= IDispatch =

IDispatch is the interface that exposes the OLE Automation protocol. Extending IUnknown, it is one of the standard interfaces that can be exposed by COM objects. COM distinguishes between three interface types: custom that are VTABLE-based IUnknown interfaces, dispatch that are IDispatch interfaces supporting introspection, and dual interfaces supporting both types.

The Automation (IDispatch) interface allows a client application to find out what properties and methods are supported by an object at run-time, i.e. implements the concept of RTTI. It also provides the information necessary to invoke these properties and methods. Client applications do not need to be aware of the object members when they are compiled. This allows COM and ActiveX objects to be called by scripting programs platforms such as the ASP server and JavaScript on Internet Explorer, where calling conventions were not known at the time IIS or IE were built. By contrast, a simple object library is compiled and linked into a program, e.g. a DLL call needs to know a function name and parameters at compile time.

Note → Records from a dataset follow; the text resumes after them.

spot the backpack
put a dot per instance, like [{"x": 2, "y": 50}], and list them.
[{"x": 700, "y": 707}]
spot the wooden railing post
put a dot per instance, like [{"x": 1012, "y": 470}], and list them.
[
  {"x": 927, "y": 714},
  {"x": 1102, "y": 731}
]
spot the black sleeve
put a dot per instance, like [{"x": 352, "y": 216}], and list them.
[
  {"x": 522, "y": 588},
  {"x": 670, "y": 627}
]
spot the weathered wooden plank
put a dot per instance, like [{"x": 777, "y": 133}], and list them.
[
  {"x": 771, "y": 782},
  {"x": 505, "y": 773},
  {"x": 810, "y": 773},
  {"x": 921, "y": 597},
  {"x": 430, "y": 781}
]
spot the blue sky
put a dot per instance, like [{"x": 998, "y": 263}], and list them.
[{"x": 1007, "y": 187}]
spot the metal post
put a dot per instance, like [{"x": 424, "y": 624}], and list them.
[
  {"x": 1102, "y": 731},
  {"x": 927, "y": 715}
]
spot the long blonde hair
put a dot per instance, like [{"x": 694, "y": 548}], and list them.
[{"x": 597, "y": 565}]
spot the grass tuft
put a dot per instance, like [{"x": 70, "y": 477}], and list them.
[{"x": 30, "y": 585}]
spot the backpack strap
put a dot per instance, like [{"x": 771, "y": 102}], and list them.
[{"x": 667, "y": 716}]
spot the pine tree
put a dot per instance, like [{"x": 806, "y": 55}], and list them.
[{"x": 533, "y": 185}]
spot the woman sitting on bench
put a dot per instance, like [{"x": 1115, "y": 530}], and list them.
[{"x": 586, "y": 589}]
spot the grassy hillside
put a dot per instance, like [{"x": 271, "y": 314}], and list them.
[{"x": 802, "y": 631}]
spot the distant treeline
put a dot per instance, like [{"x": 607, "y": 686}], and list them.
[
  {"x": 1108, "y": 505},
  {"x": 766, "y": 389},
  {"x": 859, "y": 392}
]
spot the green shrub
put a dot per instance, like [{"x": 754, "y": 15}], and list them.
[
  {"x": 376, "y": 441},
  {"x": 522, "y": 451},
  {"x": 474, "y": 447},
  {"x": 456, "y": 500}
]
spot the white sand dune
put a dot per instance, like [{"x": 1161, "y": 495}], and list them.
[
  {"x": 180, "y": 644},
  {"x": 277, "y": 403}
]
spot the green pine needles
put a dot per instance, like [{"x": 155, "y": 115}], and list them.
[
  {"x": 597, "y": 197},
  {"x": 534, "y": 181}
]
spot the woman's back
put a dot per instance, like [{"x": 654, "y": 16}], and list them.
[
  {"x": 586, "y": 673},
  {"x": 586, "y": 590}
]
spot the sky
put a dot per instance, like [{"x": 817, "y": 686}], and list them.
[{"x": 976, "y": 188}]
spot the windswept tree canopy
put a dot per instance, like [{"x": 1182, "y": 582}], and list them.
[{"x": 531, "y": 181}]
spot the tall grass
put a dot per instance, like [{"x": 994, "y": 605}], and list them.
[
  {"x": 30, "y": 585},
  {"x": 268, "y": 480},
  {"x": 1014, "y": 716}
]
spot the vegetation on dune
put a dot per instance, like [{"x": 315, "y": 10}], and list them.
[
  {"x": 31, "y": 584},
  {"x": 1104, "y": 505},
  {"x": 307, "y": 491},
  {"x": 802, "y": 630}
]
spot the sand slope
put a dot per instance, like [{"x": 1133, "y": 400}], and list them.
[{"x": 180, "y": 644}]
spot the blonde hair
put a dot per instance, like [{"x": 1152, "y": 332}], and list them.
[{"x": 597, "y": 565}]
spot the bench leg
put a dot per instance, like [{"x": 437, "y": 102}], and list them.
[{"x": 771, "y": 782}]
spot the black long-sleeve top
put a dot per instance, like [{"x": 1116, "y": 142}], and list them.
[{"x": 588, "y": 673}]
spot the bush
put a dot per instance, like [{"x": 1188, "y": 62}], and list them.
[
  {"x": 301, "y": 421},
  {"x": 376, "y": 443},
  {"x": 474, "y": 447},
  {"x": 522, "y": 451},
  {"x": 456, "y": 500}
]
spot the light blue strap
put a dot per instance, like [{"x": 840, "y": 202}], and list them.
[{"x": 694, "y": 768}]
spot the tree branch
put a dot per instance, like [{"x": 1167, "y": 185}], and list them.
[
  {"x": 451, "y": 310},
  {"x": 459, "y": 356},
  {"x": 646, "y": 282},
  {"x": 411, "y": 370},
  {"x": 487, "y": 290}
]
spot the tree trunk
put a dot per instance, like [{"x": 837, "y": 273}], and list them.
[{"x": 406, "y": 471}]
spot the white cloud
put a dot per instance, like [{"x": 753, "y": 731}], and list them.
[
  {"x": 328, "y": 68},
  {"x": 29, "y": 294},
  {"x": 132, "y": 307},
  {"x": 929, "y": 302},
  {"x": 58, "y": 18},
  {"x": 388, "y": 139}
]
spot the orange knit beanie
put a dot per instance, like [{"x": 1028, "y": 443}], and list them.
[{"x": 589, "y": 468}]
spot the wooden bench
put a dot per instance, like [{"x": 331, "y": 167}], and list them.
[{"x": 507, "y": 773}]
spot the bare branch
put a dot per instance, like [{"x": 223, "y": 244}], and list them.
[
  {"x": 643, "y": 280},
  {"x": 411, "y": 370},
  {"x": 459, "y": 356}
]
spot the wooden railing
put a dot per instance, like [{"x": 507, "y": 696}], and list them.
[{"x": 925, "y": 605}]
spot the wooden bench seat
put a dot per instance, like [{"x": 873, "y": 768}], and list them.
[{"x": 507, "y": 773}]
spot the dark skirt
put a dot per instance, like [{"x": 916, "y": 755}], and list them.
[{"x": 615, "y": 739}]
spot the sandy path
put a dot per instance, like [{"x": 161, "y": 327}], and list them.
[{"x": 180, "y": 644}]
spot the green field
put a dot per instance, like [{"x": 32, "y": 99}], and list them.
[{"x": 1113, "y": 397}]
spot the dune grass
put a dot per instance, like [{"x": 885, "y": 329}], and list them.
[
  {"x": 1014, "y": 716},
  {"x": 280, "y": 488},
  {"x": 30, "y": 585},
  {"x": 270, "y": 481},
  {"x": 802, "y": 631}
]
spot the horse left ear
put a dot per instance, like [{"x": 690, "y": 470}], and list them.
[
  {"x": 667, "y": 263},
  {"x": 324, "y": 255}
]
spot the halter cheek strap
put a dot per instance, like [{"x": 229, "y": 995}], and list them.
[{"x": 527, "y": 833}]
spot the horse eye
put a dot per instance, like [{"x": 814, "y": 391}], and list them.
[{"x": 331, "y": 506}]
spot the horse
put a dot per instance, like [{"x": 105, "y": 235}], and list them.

A script writer can ask the COM object for a method or property it already knows about from documentation. Then, the client can execute the function with Invoke provided by the IDispatch interface, a form of late-binding. This sort of capability was also supported by Dynamic Data Exchange (DDE), which never became popular due to being too low-level.

Dispatch interfaces are flexible, but suffer from additional introspection and invocation overhead compared to custom interfaces. It is therefore often a good idea to support both interface types with dual interfaces. That way, clients supporting VTABLE-based invocation can use the custom interface instead of the dispatch counterpart.

==Methods==
Each property and method implemented by an object that supports the IDispatch interface has what is called a Dispatch ID, which is often abbreviated DISPID. The DISPID is the primary means of identifying a property or method and must be supplied to the Invoke function for a property or method to be invoked, along with an array of Variants containing the parameters. The GetIDsOfNames function can be used to get the appropriate DISPID from a property or method name that is in string format.

IDispatch derives from IUnknown and extends it with four additional methods:

interface IDispatch : public IUnknown {
  virtual HRESULT GetTypeInfoCount(unsigned int * pctinfo) = 0;
  virtual HRESULT GetTypeInfo(unsigned int iTInfo,
                              LCID lcid,
                              ITypeInfo ** ppTInfo
                             ) = 0;
  virtual HRESULT GetIDsOfNames(REFIID riid,
                                OLECHAR ** rgszNames,
                                unsigned int cNames,
                                LCID lcid,
                                DISPID * rgDispId
                               ) = 0;
  virtual HRESULT Invoke(DISPID dispIdMember,
                         REFIID riid,
                         LCID lcid,
                         WORD wFlags,
                         DISPPARAMS * pDispParams,
                         VARIANT * pVarResult,
                         EXCEPINFO * pExcepInfo,
                         unsigned int * puArgErr
                        ) = 0;
};

The IDispatch interface ID is defined as a GUID with the value of {00020400-0000-0000-C000-000000000046}.